Who fills Justice Antonin Scalia’s seat on the Supreme Court will have a profound effect on the law — and all of us — but at this stage the question of filling the vacancy is entirely about the politics of presidential appointment and Senate confirmation.
Despite the rhetoric of Senate Majority Leader Mitch McConnell and Republicans on the Senate Judiciary Committee that they will not hold any hearings on a Court nominee before the election, it is impossible to know what will happen, especially until President Obama announces his choice. This is his chance to dramatically change the composition of the court to better protect our rights and advance equality for decades to come. He must not squander this opportunity.
Without Scalia, the court is closely divided, likely 4-4, on many of the most important social and legal issues: abortion rights, affirmative action, campaign finance reforms, the constitutionality of the death penalty, gun control laws, and Obama’s immigration policy.
Several of these issues are before the court in the current term and there is a likelihood of many 4-4 splits. Last year, the Court decided 66 cases after oral argument and 19 were resolved by a 5-4 margin. If the eight justices are evenly divided, they have two choices: They can affirm the lower court, without opinion, by an evenly divided court, or they can put the case over for reargument next year. But then the question is whether there will be a ninth justice for the next term, which begins in October. On Tuesday, the Republican members of the Senate Judiciary Committee announced that they will not hold hearings or otherwise consider any nominee by Obama.
The Constitution states that the President “shall” appoint Supreme Court justices with “the advice and consent of the Senate.” There is no exception for vacancies that occur during election years to the duty of the President to appoint, or the Senate’s duty to advise and consent. In fact, 24 times the president has nominated someone for the Supreme Court during the last year of a presidential term, and in 21 of these instances the Senate has confirmed.
But the reality is that there is no way to force the Senate Judiciary Committee to hold hearings or compel the Senate to vote on a nominee. In light of this, what should Obama do?
Most of all, he should not pick someone who Democrats would regret for decades, should he or she be confirmed. The temptation for the President might be to pick someone moderate or even a bit right of center, perhaps a Republican, in the hope of maximizing the chances of confirmation.
A recent rumor was that Obama was considering Republican Gov. Brian Sandoval of Nevada, though he now has removed himself from consideration.
It is uncertain whether such a pick has any greater chance of being confirmed by the Senate. More important, throughout history, presidents have nominated individuals who share their basic values. President Ronald Reagan chose Antonin Scalia precisely because of his conservative views, just as President George W. Bush selected John Roberts and Samuel Alito for exactly that reason. Above all else, President Obama should pick someone who is likely to share his views on the major constitutional issues and likely be a consistent vote with Justices Ginsburg, Breyer, Sotomayor and Kagan in the most important cases.
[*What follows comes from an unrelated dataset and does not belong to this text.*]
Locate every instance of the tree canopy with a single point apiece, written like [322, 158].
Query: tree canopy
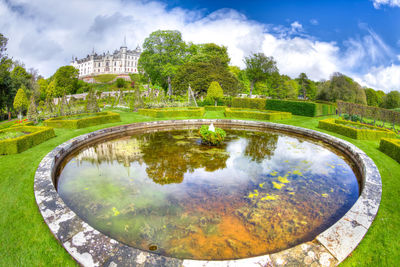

What should President Obama look for? He should pick a person with impeccable credentials, a compelling life story, and no paper trail with regard to ideology. He should select someone that the Republicans cannot campaign against and where Republican opposition would come at a significant political cost.
There are many such individuals. To give one example, California Supreme Court Justice Mariano-Florentino Cuellar graduated magna cum laude from Harvard, received a law degree from Yale, and a Ph.D. in political science from Stanford. He was born in Mexico, grew up in Brownsville, Texas and moved at age 14 to Calexico, California. He became a Stanford law professor in 2001. He is brilliant and personable.
If Obama nominates someone like that for the Supreme Court, there will be substantial pressure on Republicans to hold hearings. The key could well be Republican senators who are up for re-election — such as Ron Johnson of Wisconsin, Paul Kirk of Illinois and Rob Portman of Ohio — who could be hurt by perceived obstructionism against an impeccably qualified individual. If four Republican senators join the Democrats, there will be a majority in favor of confirmation. Of course, conservative Republicans could try to filibuster and prevent a vote by the Senate.
Even if Republicans on the Judiciary Committee refuse to hold hearings, there still is the possibility of an Obama nominee getting confirmed. If the Democrats keep the White House in November, even a Republican-controlled Senate may feel that there is no point in blocking the nominee any longer. And if the Democrats take the Senate back in November, they can confirm Obama’s nominee after they assume control on January 3 regardless of who wins the White House.